Permainan Anak versus Pembangunan (part 1, Game online dan Tradisional)



Permainan Anak versus Pembangunan
(part 1, Game online dan Tradisional)



Seiring roda waktu terus berjalan, kemajuan teknologi dan pembangunan menggerus lahan dan ruang kosong untuk generasi penerus. Alih-alih untuk kemajuan dan pemerataan kesejahteraan masyarakat mereka mengambil ruang ekspresi dan bermain anak-anak, dan digantikan dengan sebuah teknologi terapan berbentuk mini, game online. Tentu permainan ekspresi ini menggeser sebuah nilai-nilai perkembangan mental anak, dan tentunya membutuhkan biaya untuk memainkannya, lain halnya dengan permainan tradisional yang relatif murah dan mebaur dengan alam.
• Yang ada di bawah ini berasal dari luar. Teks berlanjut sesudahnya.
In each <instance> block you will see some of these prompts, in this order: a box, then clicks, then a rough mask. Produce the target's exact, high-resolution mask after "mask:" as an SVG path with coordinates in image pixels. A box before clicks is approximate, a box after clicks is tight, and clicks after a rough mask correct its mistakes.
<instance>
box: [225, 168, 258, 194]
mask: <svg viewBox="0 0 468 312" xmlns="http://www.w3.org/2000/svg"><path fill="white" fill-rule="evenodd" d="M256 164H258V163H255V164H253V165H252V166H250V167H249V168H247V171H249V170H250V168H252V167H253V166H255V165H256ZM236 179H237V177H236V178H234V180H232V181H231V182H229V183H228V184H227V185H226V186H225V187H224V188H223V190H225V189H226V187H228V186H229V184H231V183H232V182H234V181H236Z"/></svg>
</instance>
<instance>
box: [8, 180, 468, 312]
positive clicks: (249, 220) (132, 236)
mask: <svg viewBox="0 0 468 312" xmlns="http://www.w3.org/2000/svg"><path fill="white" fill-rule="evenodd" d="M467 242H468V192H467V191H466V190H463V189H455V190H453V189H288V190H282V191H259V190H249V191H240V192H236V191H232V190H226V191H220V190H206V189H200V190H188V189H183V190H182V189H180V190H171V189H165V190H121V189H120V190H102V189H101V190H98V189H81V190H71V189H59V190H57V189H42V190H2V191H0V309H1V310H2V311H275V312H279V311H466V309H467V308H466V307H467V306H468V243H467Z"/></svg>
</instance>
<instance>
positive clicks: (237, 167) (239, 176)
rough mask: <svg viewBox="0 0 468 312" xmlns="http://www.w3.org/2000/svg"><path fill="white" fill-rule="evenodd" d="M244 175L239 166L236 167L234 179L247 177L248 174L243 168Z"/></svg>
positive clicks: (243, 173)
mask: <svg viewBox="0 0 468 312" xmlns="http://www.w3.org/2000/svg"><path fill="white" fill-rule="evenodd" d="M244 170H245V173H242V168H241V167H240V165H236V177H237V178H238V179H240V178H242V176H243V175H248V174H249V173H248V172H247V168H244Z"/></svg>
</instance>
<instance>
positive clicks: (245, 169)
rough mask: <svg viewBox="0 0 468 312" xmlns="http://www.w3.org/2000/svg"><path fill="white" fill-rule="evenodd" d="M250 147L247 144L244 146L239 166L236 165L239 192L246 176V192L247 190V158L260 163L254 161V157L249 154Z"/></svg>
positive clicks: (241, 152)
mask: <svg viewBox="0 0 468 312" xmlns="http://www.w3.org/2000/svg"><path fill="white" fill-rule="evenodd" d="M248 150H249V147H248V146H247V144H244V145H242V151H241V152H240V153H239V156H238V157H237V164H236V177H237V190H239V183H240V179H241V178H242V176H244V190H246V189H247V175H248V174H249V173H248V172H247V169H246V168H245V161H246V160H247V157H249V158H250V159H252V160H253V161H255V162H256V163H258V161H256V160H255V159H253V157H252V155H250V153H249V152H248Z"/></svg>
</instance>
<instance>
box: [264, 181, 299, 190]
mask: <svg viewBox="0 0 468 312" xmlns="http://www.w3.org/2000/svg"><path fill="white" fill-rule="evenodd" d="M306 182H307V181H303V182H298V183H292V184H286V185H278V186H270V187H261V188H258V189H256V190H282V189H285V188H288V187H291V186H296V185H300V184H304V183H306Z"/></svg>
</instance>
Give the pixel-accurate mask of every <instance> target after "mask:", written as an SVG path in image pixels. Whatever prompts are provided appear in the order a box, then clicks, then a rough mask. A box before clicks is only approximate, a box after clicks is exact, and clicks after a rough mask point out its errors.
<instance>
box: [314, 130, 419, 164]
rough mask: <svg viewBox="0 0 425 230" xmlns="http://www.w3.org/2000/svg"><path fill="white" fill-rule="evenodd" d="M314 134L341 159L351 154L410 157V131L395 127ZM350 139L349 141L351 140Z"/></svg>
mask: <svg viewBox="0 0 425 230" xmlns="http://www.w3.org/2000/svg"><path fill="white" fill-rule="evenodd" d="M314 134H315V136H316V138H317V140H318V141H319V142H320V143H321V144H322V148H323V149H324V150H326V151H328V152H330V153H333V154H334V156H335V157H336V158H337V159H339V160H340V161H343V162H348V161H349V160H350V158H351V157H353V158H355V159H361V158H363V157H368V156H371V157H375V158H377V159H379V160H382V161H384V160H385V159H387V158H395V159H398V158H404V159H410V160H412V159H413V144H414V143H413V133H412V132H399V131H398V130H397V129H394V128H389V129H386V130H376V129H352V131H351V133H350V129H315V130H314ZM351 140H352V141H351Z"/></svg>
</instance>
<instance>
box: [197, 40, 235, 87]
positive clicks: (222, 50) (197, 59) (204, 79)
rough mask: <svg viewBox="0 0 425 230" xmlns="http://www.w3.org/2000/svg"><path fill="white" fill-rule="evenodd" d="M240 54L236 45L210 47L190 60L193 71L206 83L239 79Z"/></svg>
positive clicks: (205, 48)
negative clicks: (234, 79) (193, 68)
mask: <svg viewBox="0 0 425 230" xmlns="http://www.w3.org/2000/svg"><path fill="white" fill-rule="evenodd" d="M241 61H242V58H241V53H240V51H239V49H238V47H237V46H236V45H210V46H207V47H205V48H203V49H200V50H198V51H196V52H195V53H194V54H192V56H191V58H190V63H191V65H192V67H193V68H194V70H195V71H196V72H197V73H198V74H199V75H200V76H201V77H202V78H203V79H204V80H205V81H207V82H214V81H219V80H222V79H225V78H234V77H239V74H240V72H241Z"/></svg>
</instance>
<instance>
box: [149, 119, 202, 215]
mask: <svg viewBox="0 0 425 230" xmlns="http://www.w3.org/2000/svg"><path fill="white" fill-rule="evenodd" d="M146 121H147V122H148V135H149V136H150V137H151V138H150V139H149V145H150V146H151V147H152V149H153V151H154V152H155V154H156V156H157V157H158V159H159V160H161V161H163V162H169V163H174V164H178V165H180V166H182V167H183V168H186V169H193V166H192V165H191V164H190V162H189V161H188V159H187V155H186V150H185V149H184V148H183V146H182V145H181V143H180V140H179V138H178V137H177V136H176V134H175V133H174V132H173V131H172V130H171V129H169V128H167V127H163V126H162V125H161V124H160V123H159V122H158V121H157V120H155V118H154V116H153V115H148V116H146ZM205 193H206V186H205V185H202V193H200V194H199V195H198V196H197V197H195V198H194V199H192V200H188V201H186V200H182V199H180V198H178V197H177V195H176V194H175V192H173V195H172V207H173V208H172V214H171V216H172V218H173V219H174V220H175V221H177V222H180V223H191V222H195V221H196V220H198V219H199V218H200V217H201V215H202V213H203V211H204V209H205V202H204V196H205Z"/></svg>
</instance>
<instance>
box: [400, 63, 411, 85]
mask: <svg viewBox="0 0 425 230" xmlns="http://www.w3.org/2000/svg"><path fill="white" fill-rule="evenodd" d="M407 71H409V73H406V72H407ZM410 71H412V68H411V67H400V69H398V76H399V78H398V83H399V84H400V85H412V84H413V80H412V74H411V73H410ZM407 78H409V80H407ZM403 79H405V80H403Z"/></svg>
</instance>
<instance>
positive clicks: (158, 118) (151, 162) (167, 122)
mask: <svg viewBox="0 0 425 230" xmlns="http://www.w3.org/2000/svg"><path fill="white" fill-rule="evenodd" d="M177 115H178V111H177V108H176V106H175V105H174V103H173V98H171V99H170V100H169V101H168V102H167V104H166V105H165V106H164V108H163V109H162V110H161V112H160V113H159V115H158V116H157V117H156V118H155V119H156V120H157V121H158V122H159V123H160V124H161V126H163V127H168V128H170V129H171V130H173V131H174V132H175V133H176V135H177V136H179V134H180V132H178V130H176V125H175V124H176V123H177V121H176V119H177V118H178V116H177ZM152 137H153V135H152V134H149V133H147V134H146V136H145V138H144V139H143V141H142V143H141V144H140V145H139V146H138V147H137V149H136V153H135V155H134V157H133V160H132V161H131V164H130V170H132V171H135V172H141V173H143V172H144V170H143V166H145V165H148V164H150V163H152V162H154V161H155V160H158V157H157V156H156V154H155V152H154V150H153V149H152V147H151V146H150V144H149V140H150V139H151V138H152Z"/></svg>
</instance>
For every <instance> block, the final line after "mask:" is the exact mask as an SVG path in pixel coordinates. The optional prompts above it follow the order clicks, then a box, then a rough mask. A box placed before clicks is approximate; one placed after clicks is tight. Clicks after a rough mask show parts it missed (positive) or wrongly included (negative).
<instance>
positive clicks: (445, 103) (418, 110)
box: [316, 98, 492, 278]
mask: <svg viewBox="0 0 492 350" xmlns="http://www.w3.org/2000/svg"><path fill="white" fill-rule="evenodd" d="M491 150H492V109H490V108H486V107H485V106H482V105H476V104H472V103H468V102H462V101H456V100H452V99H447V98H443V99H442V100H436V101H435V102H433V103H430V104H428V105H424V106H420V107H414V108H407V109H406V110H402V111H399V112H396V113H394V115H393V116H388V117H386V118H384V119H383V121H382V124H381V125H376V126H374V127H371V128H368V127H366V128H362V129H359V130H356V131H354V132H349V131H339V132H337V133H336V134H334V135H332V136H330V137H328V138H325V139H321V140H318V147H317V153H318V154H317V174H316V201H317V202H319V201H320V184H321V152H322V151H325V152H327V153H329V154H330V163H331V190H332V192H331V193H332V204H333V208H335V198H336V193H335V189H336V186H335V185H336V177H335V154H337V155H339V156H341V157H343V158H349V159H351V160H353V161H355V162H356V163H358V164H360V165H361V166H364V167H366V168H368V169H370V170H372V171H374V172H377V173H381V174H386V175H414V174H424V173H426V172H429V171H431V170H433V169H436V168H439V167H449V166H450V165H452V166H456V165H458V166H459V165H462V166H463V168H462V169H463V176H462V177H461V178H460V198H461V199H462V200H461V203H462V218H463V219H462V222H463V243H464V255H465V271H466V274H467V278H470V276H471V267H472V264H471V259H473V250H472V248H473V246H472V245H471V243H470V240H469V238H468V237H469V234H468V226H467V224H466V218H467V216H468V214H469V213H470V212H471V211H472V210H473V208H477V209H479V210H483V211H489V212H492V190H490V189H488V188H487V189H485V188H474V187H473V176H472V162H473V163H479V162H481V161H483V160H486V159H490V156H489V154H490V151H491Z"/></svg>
Single dan multiplayer merupakan mode permainan yang bisa kita jalankan dengan variasi jenis permainan yang mendidik namun, yang harus kita pikirkan adalah berapa anak yang bisa menikmati fasilitas permainan tersebut. Pertama, harus membeli perangkat keras seperti i-pad, smartphone, computer dan lain sebagainya dan harus terintegrasi dengan jaringan internet yang juga membutuhkan biaya. Kedua, topografi tempat anak tersebut tinggal yang sinyal jaringan internetnya terbatas. Ketiga, akses internet yang tanpa batas membahayakan perkembangan perilaku dan mental anak. Keempat, dengan fasilitas tersebut, meski dimainkan dengan mode multiplayer anak tetap berkomunikasi bukan dengan cara komunikasi verbal sehingga anak tetap bermain sendiri, dalam ruang kosong tanpa ekspresi.
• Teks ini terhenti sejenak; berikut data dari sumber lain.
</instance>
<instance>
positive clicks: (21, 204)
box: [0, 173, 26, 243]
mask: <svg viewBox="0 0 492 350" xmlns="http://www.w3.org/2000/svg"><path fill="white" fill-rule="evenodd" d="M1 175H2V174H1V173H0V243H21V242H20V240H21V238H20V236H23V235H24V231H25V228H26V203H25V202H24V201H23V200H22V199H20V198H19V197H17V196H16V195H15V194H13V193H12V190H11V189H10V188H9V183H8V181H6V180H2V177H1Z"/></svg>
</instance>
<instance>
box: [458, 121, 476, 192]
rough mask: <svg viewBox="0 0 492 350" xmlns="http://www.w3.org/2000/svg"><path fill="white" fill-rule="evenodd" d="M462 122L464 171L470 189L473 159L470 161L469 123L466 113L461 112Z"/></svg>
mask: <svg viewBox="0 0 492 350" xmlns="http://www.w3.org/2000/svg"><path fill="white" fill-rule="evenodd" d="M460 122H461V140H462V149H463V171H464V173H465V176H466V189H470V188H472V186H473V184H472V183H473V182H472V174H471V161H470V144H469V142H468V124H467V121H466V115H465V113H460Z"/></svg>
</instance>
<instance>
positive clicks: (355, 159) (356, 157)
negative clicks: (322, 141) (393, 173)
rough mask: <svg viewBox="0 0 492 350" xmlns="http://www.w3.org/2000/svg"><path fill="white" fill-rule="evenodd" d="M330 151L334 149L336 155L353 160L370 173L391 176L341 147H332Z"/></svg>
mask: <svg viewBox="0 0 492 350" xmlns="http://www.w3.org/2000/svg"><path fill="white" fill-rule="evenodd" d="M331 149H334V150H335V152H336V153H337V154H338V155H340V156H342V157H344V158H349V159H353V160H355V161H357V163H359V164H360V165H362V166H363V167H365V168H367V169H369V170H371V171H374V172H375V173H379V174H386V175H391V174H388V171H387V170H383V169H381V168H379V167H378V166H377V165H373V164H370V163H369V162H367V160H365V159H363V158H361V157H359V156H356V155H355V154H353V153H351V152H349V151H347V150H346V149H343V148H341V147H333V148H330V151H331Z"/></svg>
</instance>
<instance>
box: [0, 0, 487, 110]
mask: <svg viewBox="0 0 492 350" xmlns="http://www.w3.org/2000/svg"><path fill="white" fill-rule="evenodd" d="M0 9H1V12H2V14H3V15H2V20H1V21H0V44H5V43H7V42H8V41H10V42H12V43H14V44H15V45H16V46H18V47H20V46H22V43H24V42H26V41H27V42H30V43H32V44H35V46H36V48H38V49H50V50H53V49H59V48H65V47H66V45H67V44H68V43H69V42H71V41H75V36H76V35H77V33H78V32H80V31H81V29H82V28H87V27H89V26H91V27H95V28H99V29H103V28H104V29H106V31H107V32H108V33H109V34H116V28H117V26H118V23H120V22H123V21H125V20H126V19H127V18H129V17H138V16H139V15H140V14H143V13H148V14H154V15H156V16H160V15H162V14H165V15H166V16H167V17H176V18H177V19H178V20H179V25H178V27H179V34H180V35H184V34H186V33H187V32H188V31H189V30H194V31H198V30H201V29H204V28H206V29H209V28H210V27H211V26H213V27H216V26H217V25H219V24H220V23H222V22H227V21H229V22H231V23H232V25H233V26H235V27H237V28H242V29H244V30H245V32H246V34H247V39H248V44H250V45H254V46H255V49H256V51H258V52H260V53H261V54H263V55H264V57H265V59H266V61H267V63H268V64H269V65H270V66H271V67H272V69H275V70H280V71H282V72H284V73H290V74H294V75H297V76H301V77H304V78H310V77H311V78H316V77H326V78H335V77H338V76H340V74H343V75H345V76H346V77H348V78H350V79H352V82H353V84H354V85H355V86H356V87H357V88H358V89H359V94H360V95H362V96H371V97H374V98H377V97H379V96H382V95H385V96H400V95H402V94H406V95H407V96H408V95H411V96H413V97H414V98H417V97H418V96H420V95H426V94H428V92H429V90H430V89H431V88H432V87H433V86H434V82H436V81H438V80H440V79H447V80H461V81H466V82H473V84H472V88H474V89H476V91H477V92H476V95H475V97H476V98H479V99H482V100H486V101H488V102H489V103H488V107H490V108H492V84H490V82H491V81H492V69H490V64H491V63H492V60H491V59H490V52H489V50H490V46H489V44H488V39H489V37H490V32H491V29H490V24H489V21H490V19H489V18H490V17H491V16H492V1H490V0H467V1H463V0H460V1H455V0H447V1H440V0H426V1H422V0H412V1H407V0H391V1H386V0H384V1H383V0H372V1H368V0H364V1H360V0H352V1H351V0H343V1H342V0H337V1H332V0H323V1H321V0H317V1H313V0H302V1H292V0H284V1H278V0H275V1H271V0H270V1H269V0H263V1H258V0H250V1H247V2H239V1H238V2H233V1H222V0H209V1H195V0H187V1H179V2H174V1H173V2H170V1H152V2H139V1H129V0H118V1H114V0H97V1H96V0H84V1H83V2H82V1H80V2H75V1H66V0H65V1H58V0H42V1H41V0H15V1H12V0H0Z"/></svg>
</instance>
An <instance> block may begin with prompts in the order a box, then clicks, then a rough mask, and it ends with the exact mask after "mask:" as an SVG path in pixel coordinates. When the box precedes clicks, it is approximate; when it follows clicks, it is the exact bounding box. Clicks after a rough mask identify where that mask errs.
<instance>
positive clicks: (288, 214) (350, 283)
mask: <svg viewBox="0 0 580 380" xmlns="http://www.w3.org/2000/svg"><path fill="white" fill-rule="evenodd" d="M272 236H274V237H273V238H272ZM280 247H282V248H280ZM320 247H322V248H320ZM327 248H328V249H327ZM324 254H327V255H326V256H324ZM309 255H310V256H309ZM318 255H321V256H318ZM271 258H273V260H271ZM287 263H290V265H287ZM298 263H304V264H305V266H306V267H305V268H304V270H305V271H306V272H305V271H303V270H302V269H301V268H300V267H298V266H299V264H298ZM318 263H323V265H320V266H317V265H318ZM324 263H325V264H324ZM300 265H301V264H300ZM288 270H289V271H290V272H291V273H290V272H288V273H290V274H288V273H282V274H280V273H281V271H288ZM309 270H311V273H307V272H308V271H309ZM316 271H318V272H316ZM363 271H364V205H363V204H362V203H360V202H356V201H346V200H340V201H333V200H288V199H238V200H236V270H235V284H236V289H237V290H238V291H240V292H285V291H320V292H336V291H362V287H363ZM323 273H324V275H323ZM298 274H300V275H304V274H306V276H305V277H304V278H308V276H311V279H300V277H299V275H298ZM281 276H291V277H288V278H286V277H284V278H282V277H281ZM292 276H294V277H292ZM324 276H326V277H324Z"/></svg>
Diakui dalam game online, banyak stimulus yang membangkitkan kreatifitas anak. Perkembangan otak kanan anak dirangsang melalui atraksi dalam setiap permainan, konsep, strategi, aksi, dan ekspresi dan semua hal itu direkam dalam memori jangka panjang sehingga orang tua harus hati-hati dalam memilih permainan untuk anak mereka. Orang tua harus selektif dalam memilih dan memilah jenis permainan, karena bayak ragam yang ditawarkan pengembang game online dari hal action, arcade, dan strategi karena daya merekam dan menyimpan otak kanan untuk jangka panjang itulah akan mempengaruhi perkembangan mental dan perilaku anak.
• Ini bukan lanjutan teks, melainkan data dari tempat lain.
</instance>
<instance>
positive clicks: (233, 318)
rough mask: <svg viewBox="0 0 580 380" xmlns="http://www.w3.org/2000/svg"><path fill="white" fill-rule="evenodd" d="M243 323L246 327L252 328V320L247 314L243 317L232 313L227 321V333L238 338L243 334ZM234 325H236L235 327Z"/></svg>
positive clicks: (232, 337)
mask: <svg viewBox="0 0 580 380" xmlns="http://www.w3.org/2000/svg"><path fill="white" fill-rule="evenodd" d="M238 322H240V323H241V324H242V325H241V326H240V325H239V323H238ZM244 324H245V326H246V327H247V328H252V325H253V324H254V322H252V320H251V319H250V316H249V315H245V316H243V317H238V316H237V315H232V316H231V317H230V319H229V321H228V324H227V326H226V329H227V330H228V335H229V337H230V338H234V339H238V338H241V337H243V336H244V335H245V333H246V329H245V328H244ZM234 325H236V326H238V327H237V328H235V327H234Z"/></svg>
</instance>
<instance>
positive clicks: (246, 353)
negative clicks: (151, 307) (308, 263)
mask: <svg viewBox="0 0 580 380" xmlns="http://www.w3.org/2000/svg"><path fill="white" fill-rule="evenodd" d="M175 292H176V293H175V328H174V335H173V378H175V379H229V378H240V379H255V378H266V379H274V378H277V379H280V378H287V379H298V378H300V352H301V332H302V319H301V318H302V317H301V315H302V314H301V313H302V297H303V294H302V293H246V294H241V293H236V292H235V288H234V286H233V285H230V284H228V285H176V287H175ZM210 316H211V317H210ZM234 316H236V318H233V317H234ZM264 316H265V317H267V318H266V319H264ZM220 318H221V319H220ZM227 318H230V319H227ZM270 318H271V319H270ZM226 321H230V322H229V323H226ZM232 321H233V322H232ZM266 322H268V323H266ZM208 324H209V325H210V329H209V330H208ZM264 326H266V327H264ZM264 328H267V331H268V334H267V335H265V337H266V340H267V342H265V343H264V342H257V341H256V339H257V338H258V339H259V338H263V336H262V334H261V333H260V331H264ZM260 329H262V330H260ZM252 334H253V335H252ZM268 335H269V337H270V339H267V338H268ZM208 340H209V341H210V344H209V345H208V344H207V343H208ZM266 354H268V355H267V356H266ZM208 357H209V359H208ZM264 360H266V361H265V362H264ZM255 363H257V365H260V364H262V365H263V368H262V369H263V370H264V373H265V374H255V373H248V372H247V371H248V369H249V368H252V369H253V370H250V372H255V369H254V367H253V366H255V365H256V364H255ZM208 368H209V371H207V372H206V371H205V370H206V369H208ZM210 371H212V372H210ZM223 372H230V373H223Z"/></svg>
Lain halnya dengan tradisional, ekspresi dibentuk dalam ragam komunikasi verbal, interaksi antar teman, logika, analisa, kekompakan tim, serta rasa pertemanan dan kegembiraan mereka rasakan bersama dalam sebuah permainan. Murah, dan guyub dalam suatu permainan itulah yang ditawarkan dalam permainan tradisional. Petak umpet, engklek, kelereng, petel lele/gatrik, benteng, egrang, kasti, lompat tali, ular naga, congklak, bekel, pletokan, gasing, layangan balap karung dan yang lainnya dalam istilah daerah masing-masing. Permainan tradisional ini tidak hanya dimainkan oleh 2-5 orang saja namun bisa beramai-ramai di lahan kosong. Mungkin tidak semenarik dalam permainan online, virtualisasi gambar, aksi yang melampau batas, heroik dan jagoan. Tapi, permainan ini dilakukan secara manual dan kelompok, gaya bahasa yang dilontarkan adalah gaya bahasa teman sebaya, membangun rasa sosial, kebersamaan, kekompakan, dan toleransi untuk merangsang mental anak untuk peduli dengan sesama.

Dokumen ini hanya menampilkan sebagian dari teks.